The optical signal transmission means that an optical signal emitted by a laser is conducted to an optical fiber through an optical device and transmitted to a receiving end through the optical fiber, so that the signal is transmitted in the optical fiber, and the purposes of improving the transmission rate, capacity and transmission distance are achieved.
In the big data era, high-density and high-bandwidth applications are increasing, and at the moment, a passive optical cable or a cable system based on a copper wire is very popular. In order to ensure the stability and flexible applicability of transmission, users urgently need a novel product as a main transmission medium of a high-performance computing and data center, and under the condition, an active optical cable product is produced. Compared with the traditional cable, the active optical cable has the advantages of high transmission rate, long transmission distance, low energy consumption, convenience in use and the like, can help communication equipment to enjoy the great advantage of optical transmission, and is an ideal transmission cable in the fields of data centers, consumer electronics and the like. With the irreversible tendency of "optical copper in and out" coming into and going out, the future will be an era of "all-optical networks", and active fiber optic cable technology will penetrate every corner of the high-speed interconnect market.

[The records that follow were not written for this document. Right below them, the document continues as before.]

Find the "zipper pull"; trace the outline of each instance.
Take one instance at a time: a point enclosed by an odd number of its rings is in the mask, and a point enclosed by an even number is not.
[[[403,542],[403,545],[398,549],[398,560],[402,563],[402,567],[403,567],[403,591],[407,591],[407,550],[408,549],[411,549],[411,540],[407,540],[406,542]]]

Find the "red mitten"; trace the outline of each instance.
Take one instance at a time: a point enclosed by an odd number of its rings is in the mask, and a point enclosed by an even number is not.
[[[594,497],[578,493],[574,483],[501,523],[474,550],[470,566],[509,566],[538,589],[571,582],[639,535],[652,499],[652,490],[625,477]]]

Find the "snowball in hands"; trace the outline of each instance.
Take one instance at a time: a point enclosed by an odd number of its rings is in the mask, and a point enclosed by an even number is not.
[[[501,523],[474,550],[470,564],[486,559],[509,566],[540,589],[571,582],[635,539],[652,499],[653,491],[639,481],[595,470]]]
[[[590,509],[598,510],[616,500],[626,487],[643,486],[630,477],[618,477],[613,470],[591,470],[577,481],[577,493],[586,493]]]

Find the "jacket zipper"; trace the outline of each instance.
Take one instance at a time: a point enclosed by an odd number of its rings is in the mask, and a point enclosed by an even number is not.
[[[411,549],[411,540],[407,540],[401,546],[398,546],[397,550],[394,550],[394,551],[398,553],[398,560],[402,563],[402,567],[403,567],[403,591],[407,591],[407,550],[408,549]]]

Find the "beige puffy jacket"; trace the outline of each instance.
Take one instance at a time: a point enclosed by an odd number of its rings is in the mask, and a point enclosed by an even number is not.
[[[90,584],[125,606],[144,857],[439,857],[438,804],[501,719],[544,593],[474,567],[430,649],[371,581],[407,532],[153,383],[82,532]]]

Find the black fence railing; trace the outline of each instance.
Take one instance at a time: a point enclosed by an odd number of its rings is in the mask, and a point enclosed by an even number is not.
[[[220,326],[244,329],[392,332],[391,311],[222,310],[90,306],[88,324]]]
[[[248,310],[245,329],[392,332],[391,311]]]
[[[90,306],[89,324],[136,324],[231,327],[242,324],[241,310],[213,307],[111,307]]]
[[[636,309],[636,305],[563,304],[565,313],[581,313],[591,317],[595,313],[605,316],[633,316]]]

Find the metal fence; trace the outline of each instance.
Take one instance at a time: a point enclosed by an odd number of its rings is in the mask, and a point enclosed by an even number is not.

SUMMERY OF THE UTILITY MODEL
The utility model discloses the technical problem that will solve is: an optical fiber transmission device is provided for photoelectric signal transmission of a split television.
In order to solve the technical problem, the utility model discloses a technical scheme be: an optical-electrical transmission apparatus for a split-type television, comprising: the device comprises a transmitting end module, a photoelectric hybrid cable and a receiving end module; the transmitting end module and the receiving end module are respectively connected to two ends of the photoelectric hybrid cable; the transmitting terminal module is used for receiving a high-speed video signal and a low-speed control signal and converting the high-speed video signal into an optical signal for transmission; the photoelectric hybrid cable consists of 4 or 6 optical fibers and a power supply copper wire or a low-speed control signal copper wire; the receiving end module is used for converting the optical signal into a high-speed video signal and a low-speed control signal.
Further, the high-speed video signal comprises at least ONE of an HDMI signal, a DP signal, an MIPI signal and a V-BY-ONE signal, and the low-speed control signal comprises at least ONE of an I2C signal and a serial port signal.
Further, the transmitting end module and the receiving end module both comprise a sealed shell.
Furthermore, the transmitting end module further comprises an input connector, an electro-optic conversion circuit and a first optical fiber connector which are connected in sequence, the input connector is fixed on one side, away from the photoelectric hybrid cable, of the transmitting end module shell, the input connector is connected with an input device, and the first optical fiber connector is connected with the photoelectric hybrid cable.
Further, the photoelectric conversion circuit is integrated with at least one electronic chip for converting the electric optical signals.
Further, the receiving end module shell is close to one side fixedly connected with sealing ring of the photoelectric hybrid cable, the insulating lantern ring of sealing ring fixedly connected with, the inside fixedly connected with of shell extends to the outside cable crust of insulating lantern ring, the inside of cable crust is provided with the photoelectric hybrid cable.
Further, the receiving end module includes second optical fiber splice, photoelectric conversion circuit, the output joint that sets gradually, second optical fiber splice connect in the mixed cable of photoelectricity, the output joint is fixed in receiving end module shell and keeps away from one side of the mixed cable of photoelectricity, the external output device of output joint.
Further, the electro-optical conversion circuit is integrated with at least one photoelectric signal conversion electronic chip for converting optical signals into electric signals.
Furthermore, the external input device is a video playing source, and the external output device is a video display.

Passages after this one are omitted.